= Solar credits =

Solar credits, introduced by the Australian Federal Government in 2009, were a key component of the Renewable Energy Target to incentivize renewable energy adoption. This initiative, replacing the Solar Homes and Communities Plan, applied a multiplier to small-scale technology certificates (STCs) for solar, wind, and hydro systems.
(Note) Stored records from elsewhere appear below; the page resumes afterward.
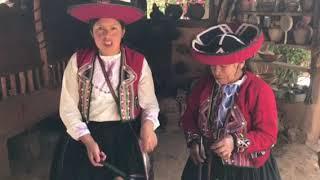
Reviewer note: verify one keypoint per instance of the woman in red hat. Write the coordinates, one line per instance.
(231, 119)
(106, 92)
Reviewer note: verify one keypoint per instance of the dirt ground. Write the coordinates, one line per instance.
(296, 161)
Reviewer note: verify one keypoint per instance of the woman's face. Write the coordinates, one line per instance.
(107, 34)
(225, 74)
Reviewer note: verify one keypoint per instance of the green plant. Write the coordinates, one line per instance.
(295, 56)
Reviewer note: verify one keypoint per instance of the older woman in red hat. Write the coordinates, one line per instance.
(106, 92)
(231, 119)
In this scheme, STCs, representing 1 megawatt-hour of renewable energy, are allocated based on location, installation date, and energy output of the system. Managed by the Renewable Energy Certificate Registry, these certificates contribute to the reduction of initial costs for renewable installations. The number of STCs each system can generate is calculated as: system size (kW) x zone rating x deeming years.

== Location ==
Australia is divided into 4 zones based on solar irradiance patterns. Each zone has a rating that determines the number of STCs generated per kilowatt of installed capacity per year:
- Zone 1 (1.622 STCs/kW/year): Highest solar resource - Northern Territory, Far North Queensland, northern Western Australia
- Zone 2 (1.536 STCs/kW/year): High solar resource - most of Queensland, inland South Australia and Western Australia
- Zone 3 (1.382 STCs/kW/year): Moderate solar resource - Sydney, Brisbane, Perth, Adelaide and surrounding regions
- Zone 4 (1.185 STCs/kW/year): Lower solar resource - Melbourne, Hobart, Canberra and southern coastal areas

The Clean Energy Regulator publishes a postcode-to-zone mapping that determines which zone each installation falls within.

== Installation date ==
The Small-scale Renewable Energy Scheme (SRES) uses a "deeming period" to calculate STC entitlements. Systems are credited upfront for all the renewable energy they are expected to generate between the installation date and 31 December 2030, up to a maximum of 15 years. As the scheme end date approaches, fewer STCs are generated per installation, effectively phasing down the incentive each year. For example, a 6.6 kW system installed in Zone 3 in 2026 with 4 deeming years remaining would generate: 6.6 x 1.382 x 4 = 36 STCs.

== STC pricing ==
STCs can be sold on the open market or through the Clean Energy Regulator's Clearing House at a fixed price of $40.00 AUD per certificate. Market prices typically trade near this ceiling. System owners commonly assign their STCs to their installer in exchange for an upfront discount on the system price.

== Energy output ==
The Small-scale Renewable Energy Scheme (SRES) incentivizes renewable energy installations by granting STCs based on the expected energy output of a system. System owners can sell STCs themselves or via agents, while electricity retailers are obligated to annually surrender STCs as per the small-scale technology percentage. The SRES is legislated to end on 31 December 2030, after which no new STCs can be created.